Yeah, he definitely is. Maybe you're right, as sad as that is.

What would you say? I feel bad I was snooping on his computer again.. I was just having that feeling something was going on, and I found it. He usually deletes everything off his history, and that came up on "most visited".. I don't know what to say or how to bring it up. He got defensive really fast last time I brought porn up and got sort of angry that I'd even talk to him about it, like it was wrong.

Ugh, I don't know.
quotesmurfs?
I live in Michigan
posted 5th Mar
I see porn as a "okay, we're not gonna have sex tonight..I'm gonna watch some porn and then come to bed" kinda deal...it shouldn't affect your sex life, it should be an outlet if sex is not going to happen......and a live sex chat site would not be going on in my house!....looking at other women is one thing but talking to them?...getting it to be on a personal(even if the woman who is offering the sexual action doesn't think that) level...
quotesmurfs?
I have 2 kids & 1 angel baby & live in Hawaii
posted 5th Mar
Quoting Mrs.O!:" I see porn as a "okay, we're not gonna have sex tonight..I'm gonna watch some porn and then come to bed" ... [snip!] ... to them?...getting it to be on a personal(even if the woman who is offering the sexual action doesn't think that) level..."

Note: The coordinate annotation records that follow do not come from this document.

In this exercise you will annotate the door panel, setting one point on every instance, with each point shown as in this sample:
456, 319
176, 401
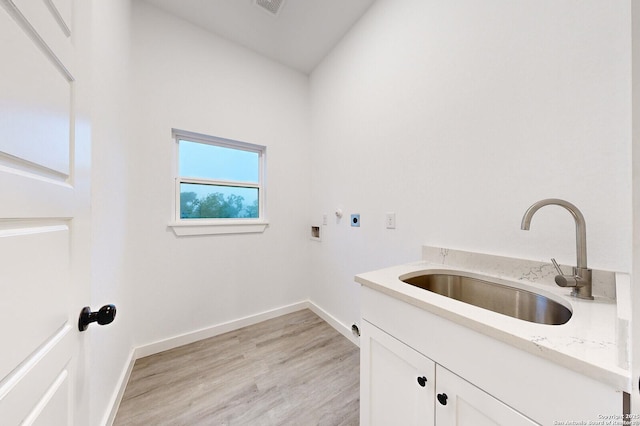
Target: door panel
47, 23
35, 278
44, 217
35, 105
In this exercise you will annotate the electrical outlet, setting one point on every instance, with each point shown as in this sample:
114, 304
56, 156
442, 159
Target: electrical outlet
390, 221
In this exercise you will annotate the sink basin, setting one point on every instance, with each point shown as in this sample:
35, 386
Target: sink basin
506, 300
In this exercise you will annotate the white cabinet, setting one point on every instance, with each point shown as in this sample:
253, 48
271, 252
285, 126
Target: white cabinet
459, 403
396, 383
484, 379
401, 386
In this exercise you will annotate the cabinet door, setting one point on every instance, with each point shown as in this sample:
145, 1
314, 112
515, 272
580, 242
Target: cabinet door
459, 403
396, 383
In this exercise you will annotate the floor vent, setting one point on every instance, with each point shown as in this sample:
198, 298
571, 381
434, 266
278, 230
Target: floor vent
272, 6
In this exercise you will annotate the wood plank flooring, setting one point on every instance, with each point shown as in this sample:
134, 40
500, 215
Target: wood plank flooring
291, 370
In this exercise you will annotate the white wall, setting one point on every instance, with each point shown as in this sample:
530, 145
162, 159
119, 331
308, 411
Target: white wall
457, 116
110, 346
635, 284
186, 78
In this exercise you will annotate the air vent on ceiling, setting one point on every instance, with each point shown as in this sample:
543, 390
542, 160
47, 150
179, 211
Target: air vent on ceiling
272, 6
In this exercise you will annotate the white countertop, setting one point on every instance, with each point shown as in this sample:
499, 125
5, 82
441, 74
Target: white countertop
594, 342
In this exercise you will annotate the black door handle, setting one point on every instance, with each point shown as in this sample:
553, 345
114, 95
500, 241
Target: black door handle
104, 316
442, 398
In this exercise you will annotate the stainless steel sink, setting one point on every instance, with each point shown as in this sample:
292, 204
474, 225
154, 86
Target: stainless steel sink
515, 302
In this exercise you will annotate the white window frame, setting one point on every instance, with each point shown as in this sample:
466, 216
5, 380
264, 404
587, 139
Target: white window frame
185, 227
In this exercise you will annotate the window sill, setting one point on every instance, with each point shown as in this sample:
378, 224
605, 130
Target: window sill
218, 228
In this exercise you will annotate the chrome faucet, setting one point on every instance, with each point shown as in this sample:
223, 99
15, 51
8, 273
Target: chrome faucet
580, 279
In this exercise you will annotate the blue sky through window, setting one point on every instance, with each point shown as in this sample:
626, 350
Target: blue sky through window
199, 160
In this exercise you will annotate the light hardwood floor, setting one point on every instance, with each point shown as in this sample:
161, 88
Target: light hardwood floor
291, 370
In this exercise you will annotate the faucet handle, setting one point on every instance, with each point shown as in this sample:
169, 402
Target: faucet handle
555, 264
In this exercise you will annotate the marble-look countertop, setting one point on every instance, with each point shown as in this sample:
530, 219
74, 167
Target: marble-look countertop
594, 342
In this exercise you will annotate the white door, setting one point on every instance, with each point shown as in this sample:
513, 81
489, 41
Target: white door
44, 215
396, 382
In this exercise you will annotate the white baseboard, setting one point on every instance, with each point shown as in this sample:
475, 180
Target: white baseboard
333, 322
205, 333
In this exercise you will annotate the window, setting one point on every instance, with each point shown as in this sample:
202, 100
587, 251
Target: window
219, 185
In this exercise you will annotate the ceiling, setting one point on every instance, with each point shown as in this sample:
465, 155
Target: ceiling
299, 36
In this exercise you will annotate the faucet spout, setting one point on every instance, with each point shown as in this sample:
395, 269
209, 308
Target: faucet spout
581, 228
581, 278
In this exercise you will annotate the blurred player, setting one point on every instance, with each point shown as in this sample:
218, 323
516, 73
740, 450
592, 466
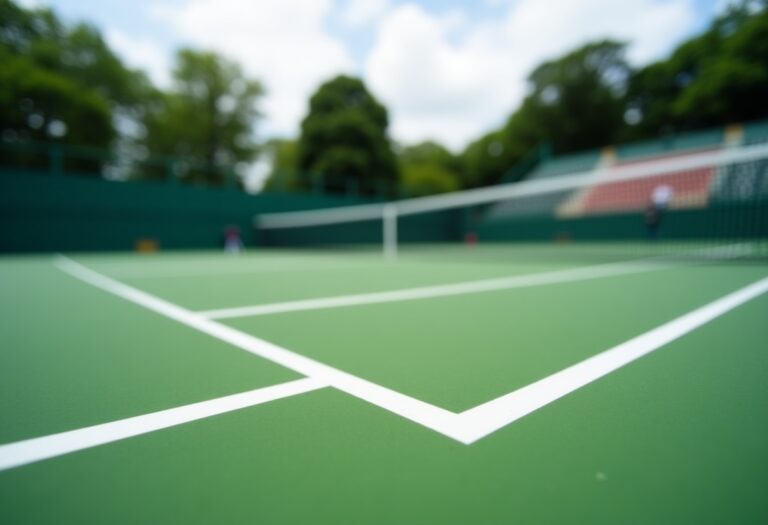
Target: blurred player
232, 241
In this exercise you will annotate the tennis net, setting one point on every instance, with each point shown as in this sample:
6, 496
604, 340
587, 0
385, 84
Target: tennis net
715, 197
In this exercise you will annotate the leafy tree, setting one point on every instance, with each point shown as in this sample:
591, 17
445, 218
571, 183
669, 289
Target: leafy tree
284, 159
208, 116
40, 105
717, 77
344, 139
575, 102
428, 168
60, 82
426, 178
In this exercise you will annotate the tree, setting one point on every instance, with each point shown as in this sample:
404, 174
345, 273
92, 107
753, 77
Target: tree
344, 140
61, 82
284, 159
717, 77
427, 168
575, 102
208, 116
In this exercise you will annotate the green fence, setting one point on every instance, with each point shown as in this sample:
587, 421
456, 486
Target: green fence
65, 213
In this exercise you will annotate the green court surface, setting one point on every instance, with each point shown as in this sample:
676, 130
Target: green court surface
490, 384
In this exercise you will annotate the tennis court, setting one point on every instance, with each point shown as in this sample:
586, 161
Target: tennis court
496, 383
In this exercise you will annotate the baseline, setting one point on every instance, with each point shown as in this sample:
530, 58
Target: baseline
470, 425
444, 290
37, 449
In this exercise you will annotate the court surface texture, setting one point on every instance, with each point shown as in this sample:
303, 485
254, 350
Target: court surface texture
454, 385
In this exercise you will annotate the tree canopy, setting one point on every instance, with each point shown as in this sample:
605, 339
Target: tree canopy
208, 116
344, 140
428, 168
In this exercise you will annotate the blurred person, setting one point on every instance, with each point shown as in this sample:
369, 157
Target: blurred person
660, 199
232, 241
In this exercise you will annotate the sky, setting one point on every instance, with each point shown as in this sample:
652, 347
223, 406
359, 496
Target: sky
446, 70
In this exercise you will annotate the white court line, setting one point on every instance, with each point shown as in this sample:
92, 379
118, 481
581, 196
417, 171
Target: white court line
493, 415
470, 425
37, 449
443, 290
170, 273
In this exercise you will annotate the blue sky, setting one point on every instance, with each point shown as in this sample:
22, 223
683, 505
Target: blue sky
447, 70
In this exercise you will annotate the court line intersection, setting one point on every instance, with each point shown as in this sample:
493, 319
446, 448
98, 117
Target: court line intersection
465, 427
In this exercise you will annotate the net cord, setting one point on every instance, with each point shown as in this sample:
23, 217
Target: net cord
604, 175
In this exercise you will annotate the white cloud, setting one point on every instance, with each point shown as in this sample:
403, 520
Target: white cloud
141, 53
359, 13
283, 43
454, 89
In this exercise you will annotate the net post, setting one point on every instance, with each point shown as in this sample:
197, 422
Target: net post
389, 220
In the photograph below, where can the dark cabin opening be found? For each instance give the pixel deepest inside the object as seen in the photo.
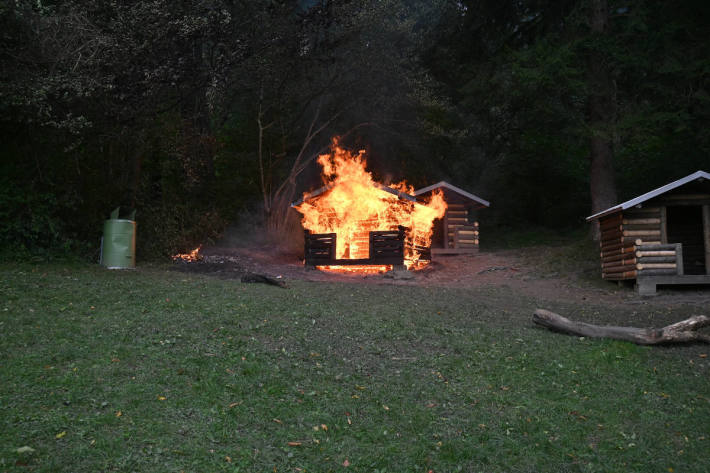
(684, 225)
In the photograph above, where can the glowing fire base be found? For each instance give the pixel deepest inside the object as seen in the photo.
(385, 248)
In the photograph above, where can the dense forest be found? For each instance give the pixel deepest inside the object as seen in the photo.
(205, 114)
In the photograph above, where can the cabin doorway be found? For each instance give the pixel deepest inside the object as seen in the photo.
(684, 225)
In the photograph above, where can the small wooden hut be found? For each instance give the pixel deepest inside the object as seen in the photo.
(661, 237)
(458, 232)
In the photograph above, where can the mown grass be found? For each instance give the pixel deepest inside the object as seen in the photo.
(154, 370)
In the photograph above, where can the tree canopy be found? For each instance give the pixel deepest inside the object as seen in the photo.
(197, 112)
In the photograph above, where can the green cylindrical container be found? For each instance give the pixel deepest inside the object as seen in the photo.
(118, 248)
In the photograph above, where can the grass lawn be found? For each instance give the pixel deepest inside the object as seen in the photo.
(155, 370)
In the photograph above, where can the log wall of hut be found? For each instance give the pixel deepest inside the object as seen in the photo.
(669, 235)
(456, 230)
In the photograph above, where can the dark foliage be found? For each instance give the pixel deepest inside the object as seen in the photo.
(193, 113)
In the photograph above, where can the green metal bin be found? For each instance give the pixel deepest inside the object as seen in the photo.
(118, 245)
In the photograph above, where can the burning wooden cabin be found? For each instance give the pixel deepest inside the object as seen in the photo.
(458, 231)
(661, 237)
(355, 223)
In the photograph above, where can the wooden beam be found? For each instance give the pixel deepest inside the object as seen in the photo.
(664, 225)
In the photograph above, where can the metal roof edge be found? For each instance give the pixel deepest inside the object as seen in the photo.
(452, 187)
(651, 194)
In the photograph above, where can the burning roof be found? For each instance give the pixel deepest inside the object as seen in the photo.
(351, 204)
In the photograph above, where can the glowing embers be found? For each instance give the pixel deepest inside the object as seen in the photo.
(357, 268)
(190, 257)
(343, 216)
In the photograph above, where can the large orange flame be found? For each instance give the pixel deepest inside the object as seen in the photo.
(355, 205)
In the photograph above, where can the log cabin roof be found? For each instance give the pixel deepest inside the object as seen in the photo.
(317, 192)
(696, 176)
(450, 189)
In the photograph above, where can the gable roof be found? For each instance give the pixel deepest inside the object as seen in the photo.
(696, 176)
(317, 192)
(451, 187)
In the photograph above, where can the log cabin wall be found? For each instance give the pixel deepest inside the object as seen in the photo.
(459, 232)
(633, 243)
(617, 251)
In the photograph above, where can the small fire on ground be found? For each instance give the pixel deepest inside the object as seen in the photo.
(190, 257)
(355, 205)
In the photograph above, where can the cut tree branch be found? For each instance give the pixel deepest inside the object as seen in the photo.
(679, 332)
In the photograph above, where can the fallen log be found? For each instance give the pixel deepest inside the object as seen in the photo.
(679, 332)
(260, 278)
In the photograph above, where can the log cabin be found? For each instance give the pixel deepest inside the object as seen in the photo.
(659, 238)
(459, 231)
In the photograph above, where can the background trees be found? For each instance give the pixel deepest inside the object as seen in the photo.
(193, 112)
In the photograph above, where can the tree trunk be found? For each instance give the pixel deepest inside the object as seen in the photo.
(679, 332)
(602, 112)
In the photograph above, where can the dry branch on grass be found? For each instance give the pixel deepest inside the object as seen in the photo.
(679, 332)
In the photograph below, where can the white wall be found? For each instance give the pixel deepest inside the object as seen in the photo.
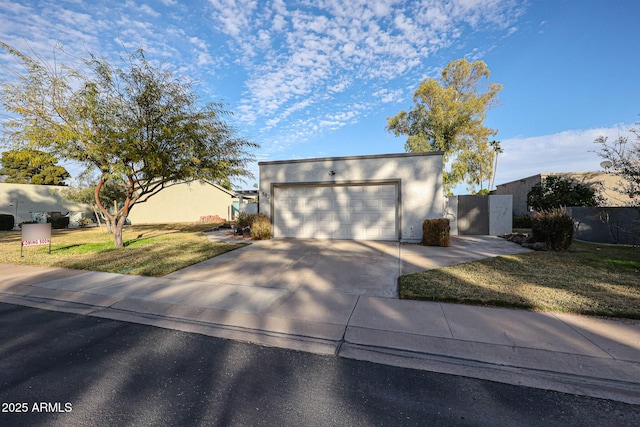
(419, 176)
(184, 202)
(37, 198)
(500, 214)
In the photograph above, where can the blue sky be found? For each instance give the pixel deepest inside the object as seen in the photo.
(315, 78)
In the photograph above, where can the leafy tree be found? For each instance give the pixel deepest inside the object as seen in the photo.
(448, 116)
(137, 122)
(85, 192)
(624, 156)
(556, 191)
(32, 167)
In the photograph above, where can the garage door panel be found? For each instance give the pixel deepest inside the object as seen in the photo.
(364, 212)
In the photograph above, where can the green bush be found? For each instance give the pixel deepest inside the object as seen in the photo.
(521, 221)
(261, 228)
(245, 219)
(435, 232)
(258, 223)
(6, 222)
(85, 222)
(58, 222)
(554, 227)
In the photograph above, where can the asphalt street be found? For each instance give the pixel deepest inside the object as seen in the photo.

I just don't know how to tell if he was really talking to her or if he was just looking at the profile.. I don't know. It just seems weird. Maybe his computer saved it in the wrong section? Maybe he only visited it once and nothing happened? Not sure... No way to tell  
quotesmurfs?
I live in Michigan
posted 5th Mar
I dontknoe how you should bring it up, Im a vary blunt straight to the point what the hell is going on type of person, I question my husband about everything and I usually go beyond just questioning him im more of an interrogater, but I've been in terrible relationships and he understands that and after 4yrs of me being like that he is used to it. I will be damned if he will pull the wool over my eyes.
quote
I'm due June 1st (a boy), have 1 child & live in Green River, Wyoming
posted 5th Mar
I don't see a problem with porn.. it's women who don't look ANYTHING like real women who he'll never meet in real life.. but a live sex chat is a whole 'nother story. If I were you I'd definitely bring it up, he shouldn't be making you feel this way. If he asks why you were going through his computer, you tell him you wanted to know why he was turning you down and wanted to do some research into what it was that he does like.
quotesmurfs?
I'm due June 15th (a girl), have 1 angel baby & live in Virginia
posted 5th Mar
Thanks for being so open, hiljoys. I understand how someone could have feelings about their spouse's online activities. And I'm sure you're not the only woman struggling with a situation like this. I wish I had the right advice for approaching this subject with your husband, but I'll say a prayer for you.
quote
I live in Japan
posted 6th Mar
If he gets really defensive about it I think that's a sure sign he's hiding something/embarrassed about it. unfortunately alot of men have addictions to live sex chats, because its so easy to make their fantasy a reality... I would say you definitely need to have a serious conversation with him, and explain how its effecting you and your relationship... If he brushes it off or gets angry, well you gotta go with your gut feeling and might wanna go to therapy. I hope it works out for you and he can come forward about what is going on!